# How to roll your own scikit-learn compatible algorithm


First off you need to implement you algorithm as a class and provide named parameters with default values in the
constructor

ex) `def __init__(self, max_depth=5, min_samples_split=20)`

then you will need to provide the following methods at the bare minimum:

```
def fit(self, X, y)
    """train your model"""

def predict(self, X)
    """to make use of your model"""

def score(self, X, y, sample_weight=None)
    """for evaluating your model's accuracy"""
```  

However, this will only get you so far, and primarily provides the same "feel" as a scikit learn estimator.  to make it compatible with more things, you should also implement:

```
def get_params(self, deep=True)
    """returns a dict of the current parameter values.
    
    It should accept the named parameter **deep** with a default value of **True** for compatability.
    In most cases, you will ignore this value. If you have sub-estimators, this value signifies that the user
    wants these params exposed as well
    """

def set_params(self, **params)
    """Allows parameter values passed to the constructor to be modified"""
```

## What I've learned since my presentation

I simply subclassed from `object`, and implemented the above interface.
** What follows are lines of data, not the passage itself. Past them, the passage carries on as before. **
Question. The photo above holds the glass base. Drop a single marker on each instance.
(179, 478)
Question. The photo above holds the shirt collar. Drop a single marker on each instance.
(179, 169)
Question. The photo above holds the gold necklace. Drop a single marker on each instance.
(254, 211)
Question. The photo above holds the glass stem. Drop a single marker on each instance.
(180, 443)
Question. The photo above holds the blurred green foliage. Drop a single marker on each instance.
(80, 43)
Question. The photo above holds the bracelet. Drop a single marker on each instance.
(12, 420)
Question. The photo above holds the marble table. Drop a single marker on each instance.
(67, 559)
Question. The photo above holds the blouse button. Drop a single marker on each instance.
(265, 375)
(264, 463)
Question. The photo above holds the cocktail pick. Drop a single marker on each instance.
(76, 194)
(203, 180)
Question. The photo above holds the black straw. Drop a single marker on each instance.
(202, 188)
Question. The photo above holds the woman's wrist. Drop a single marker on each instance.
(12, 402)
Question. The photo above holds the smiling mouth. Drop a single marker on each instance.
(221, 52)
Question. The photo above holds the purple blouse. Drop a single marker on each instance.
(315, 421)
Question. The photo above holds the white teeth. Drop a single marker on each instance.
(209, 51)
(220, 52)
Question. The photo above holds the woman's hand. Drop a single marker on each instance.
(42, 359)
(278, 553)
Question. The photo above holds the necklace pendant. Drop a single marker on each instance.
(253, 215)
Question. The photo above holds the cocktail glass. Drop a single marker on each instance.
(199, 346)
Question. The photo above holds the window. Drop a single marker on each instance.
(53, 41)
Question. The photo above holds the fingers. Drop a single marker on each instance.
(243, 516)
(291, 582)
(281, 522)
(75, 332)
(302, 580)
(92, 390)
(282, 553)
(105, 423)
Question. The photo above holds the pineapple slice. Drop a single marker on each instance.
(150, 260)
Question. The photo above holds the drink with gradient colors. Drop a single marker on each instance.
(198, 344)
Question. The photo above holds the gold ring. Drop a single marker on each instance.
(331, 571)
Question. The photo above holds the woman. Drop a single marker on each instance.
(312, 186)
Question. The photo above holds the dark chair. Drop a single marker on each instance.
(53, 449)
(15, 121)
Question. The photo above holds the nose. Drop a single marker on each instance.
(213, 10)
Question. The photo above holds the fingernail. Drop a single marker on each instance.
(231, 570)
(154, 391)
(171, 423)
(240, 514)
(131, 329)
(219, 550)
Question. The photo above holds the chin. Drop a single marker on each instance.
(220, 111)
If I had instead subclassed from sklearn's  `base.BaseEstimator`, I would have inherited:

* `get_params()`  - BaseEstimator introspects your __init__() and returns a dict of your named params mapped to their values
* `set_params()`  - this method is always the same

It also implements `__repr__()`, which makes use of `get_params()`, so you don't need to implement this method either


If I had made use of `base.ClassifierMixin` I would have inherited:
* `score()` - I wrote my own custom code for calculating accuracy.  this calls `sklearn.metrics.accuracy_score()` so you don't need to roll your own

Also it automatically sets the following attributes for you:
* `estimator_type_ = "classifier"`

If instead you're implementing a regression estimator, you could make use of `base.RegressorMixin` which provides
* `score()` which uses sklearn.metrics.r2_score

and sets:
* `estimator_type_ = "regressor"`


Anyway, as you can see simply subclassing 'object' and providing the public interface described abovegot me really far.  

If, however, I'd have subclassed from `base.BaseEstimator` and made use of either the `base.BaseClassifier` or `base.BaseRegresion` mixins, I could have reduced some of the boilerplate necessary to make my code scikit-learn compatible, and spendt more time on implementing the actual algoritm, meaning I'd have only needed to provide:
* `fit()`
* `predict()`



In [1]:
# installs 'PghML' in sys.path (if it isn't there already)
from config_notebook import setup_pgh_ml_path
setup_pgh_ml_path()

# loader function for my dataset
from pgh_ml_py.datasets import load_banknote_authentication
# my decision tree implementation
from pgh_ml_py.sklearn_compat.tree.cart_decision_tree import CartDecisionTreeClassifier, display_tree

# useful sklearn functions/Classes which we wish to be able to leverage (the point of making our code compatible)
from sklearn.model_selection import cross_val_score, GridSearchCV, StratifiedKFold, train_test_split
# other dependencies
import numpy as np
import pandas as pd

In [2]:
# my custom dataset loader function. typically you'll have it return some fields using the conventions
# data -> the features matrix
# target -> the labels vector
# in addition, I'm also returning 'dataframe' which is the original pandas dataframe I loaded, so we can analyze
# the data as well
dataset = load_banknote_authentication()

In [3]:
df = dataset.dataframe
X = dataset.data
y = dataset.target

In [4]:
train_X, test_X, train_y, test_y = train_test_split(X, y)

In [5]:
print train_X.shape
print train_y.shape
print test_X.shape
print test_y.shape

(1029, 4)
(1029,)
(343, 4)
(343,)


In [6]:
clf = CartDecisionTreeClassifier()

In [7]:
clf.fit(train_X, train_y)

CartDecisionTreeClassifier(criterion=u'gini', max_depth=5,
              min_samples_split=20, splitter=u'best')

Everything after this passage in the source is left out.